This repository contains the code for Music Genre Recognition project
- Python 3.6.5
- Tensorflow - 1.7.0
- Keras - 2.2.4
- Numpy, Pandas, Matplotlib
- Librosa - 0.6.2
Download FMA Small from: Raw data is 8GB and consists of audio from 8000 songs + metadata with features like MFCC
The raw audio has been converted to mel-spectograms and pickled. There are 3 files for training, validation and testing on the drive link -
You only need these files for running any of the notebooks with the neural networks.
To run code in any of these notebooks, first please download raw data from FMA Github link above
- load_fma_dataset: Loads fma_dataset and explores it.
- Plot_Spectograms: Plots spectograms for the 8 different genres
- convert_to_npz: Loads the raw audio, converts each file to a spectogram and pickles the results to make it easy for training models.

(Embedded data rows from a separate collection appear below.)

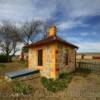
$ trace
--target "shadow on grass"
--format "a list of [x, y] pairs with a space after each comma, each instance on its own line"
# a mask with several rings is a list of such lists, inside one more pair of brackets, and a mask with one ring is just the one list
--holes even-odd
[[6, 67], [6, 65], [3, 63], [0, 63], [0, 67], [3, 68], [3, 67]]
[[83, 77], [87, 77], [88, 74], [91, 73], [90, 69], [85, 68], [76, 68], [76, 71], [73, 73], [74, 75], [81, 75]]

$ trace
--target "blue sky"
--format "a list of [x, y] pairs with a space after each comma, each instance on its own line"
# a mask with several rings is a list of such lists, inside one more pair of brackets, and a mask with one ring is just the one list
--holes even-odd
[[79, 52], [100, 52], [100, 0], [0, 0], [0, 21], [32, 19], [56, 24]]

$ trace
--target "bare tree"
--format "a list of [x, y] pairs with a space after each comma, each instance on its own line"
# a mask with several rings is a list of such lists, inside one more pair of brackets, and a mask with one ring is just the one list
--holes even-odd
[[8, 60], [18, 51], [17, 43], [19, 41], [20, 37], [16, 26], [9, 21], [3, 22], [0, 27], [0, 49]]
[[20, 29], [22, 42], [27, 45], [34, 42], [34, 37], [38, 33], [45, 34], [45, 23], [43, 21], [25, 22]]

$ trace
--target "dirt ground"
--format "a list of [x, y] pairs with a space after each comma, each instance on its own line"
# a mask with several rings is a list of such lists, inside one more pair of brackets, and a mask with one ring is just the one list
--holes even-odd
[[[7, 69], [10, 71], [11, 68], [5, 68], [5, 72]], [[15, 69], [16, 67], [13, 70]], [[100, 75], [96, 73], [73, 73], [69, 86], [64, 91], [57, 93], [47, 91], [43, 87], [40, 77], [33, 78], [33, 76], [29, 76], [20, 80], [32, 86], [32, 93], [30, 95], [12, 93], [10, 84], [13, 81], [8, 82], [2, 76], [0, 78], [0, 100], [100, 100]]]
[[24, 79], [33, 88], [30, 95], [12, 96], [9, 83], [5, 84], [4, 81], [2, 84], [4, 94], [0, 100], [100, 100], [100, 75], [94, 73], [88, 75], [75, 73], [68, 88], [57, 93], [47, 91], [41, 84], [40, 78]]

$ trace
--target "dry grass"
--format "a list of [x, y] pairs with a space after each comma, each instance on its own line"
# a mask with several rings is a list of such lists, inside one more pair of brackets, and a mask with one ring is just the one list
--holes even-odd
[[[89, 73], [86, 77], [79, 73], [73, 75], [68, 88], [57, 93], [52, 93], [44, 88], [40, 81], [41, 78], [26, 77], [24, 81], [32, 87], [32, 92], [30, 96], [21, 96], [19, 100], [33, 100], [33, 98], [34, 100], [96, 100], [97, 95], [100, 94], [100, 76], [94, 73]], [[16, 80], [18, 81], [18, 79]], [[11, 90], [13, 82], [4, 84], [2, 91], [14, 94]], [[100, 95], [97, 98], [100, 98]]]
[[[6, 72], [20, 70], [27, 67], [24, 62], [6, 63], [0, 67], [1, 75]], [[16, 79], [21, 81], [20, 79]], [[41, 84], [41, 78], [29, 76], [24, 78], [25, 83], [32, 87], [32, 93], [27, 96], [4, 96], [0, 100], [100, 100], [100, 75], [94, 73], [73, 73], [73, 79], [64, 91], [51, 93]], [[0, 77], [0, 93], [14, 94], [11, 90], [12, 82]], [[7, 94], [7, 95], [8, 95]], [[97, 97], [97, 95], [99, 95]]]
[[0, 76], [4, 75], [7, 72], [26, 68], [27, 66], [28, 66], [27, 61], [15, 61], [15, 62], [9, 62], [9, 63], [0, 63]]
[[100, 59], [77, 59], [77, 62], [100, 62]]
[[5, 73], [20, 70], [27, 67], [27, 62], [9, 62], [9, 63], [0, 63], [0, 92], [9, 91], [10, 83], [5, 80]]

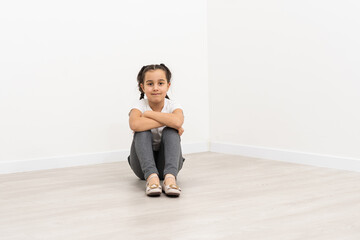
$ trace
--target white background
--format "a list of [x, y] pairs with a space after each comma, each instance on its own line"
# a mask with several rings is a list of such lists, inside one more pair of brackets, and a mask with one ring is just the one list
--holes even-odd
[[1, 161], [128, 150], [154, 63], [173, 73], [182, 143], [208, 142], [206, 21], [205, 1], [2, 1]]
[[359, 12], [210, 0], [211, 141], [360, 159]]
[[136, 75], [165, 63], [183, 145], [360, 161], [359, 12], [350, 0], [1, 2], [0, 160], [127, 151]]

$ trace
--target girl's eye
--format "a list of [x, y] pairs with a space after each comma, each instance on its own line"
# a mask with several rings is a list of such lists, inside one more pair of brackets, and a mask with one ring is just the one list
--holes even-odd
[[159, 84], [160, 84], [160, 85], [163, 85], [164, 83], [161, 82], [161, 83], [159, 83]]
[[152, 85], [152, 83], [148, 83], [147, 85], [149, 85], [149, 86], [150, 86], [150, 85]]

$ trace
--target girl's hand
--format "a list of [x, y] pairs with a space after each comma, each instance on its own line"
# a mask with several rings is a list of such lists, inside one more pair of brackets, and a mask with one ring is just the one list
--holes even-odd
[[183, 132], [184, 132], [184, 129], [181, 127], [181, 128], [178, 129], [178, 132], [179, 132], [179, 135], [181, 136], [183, 134]]

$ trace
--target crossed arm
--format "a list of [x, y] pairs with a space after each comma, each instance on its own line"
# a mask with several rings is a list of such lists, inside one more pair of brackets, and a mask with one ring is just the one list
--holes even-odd
[[168, 126], [177, 129], [181, 135], [184, 132], [183, 123], [184, 115], [181, 109], [175, 109], [172, 113], [154, 111], [141, 113], [138, 109], [132, 109], [129, 118], [130, 128], [135, 132]]

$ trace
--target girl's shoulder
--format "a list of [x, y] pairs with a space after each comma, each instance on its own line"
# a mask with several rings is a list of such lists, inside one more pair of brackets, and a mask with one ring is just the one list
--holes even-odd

The output from this are the datasets in the drive link above
To run the code below, please download the processed data from the drive
baseline_model_fma: This model uses the metadata in tracks.csv to load MFCC features and builds a SVC classifier.
CRNN_model: This notebook uses the compressed spectograms to build a CRNN model in Keras
CNN_RNN_Parallel: This notebook uses the compressed spectograms to build a a parallel CNN-RNN model in Keras
models folder has the trained weights for the 2 models.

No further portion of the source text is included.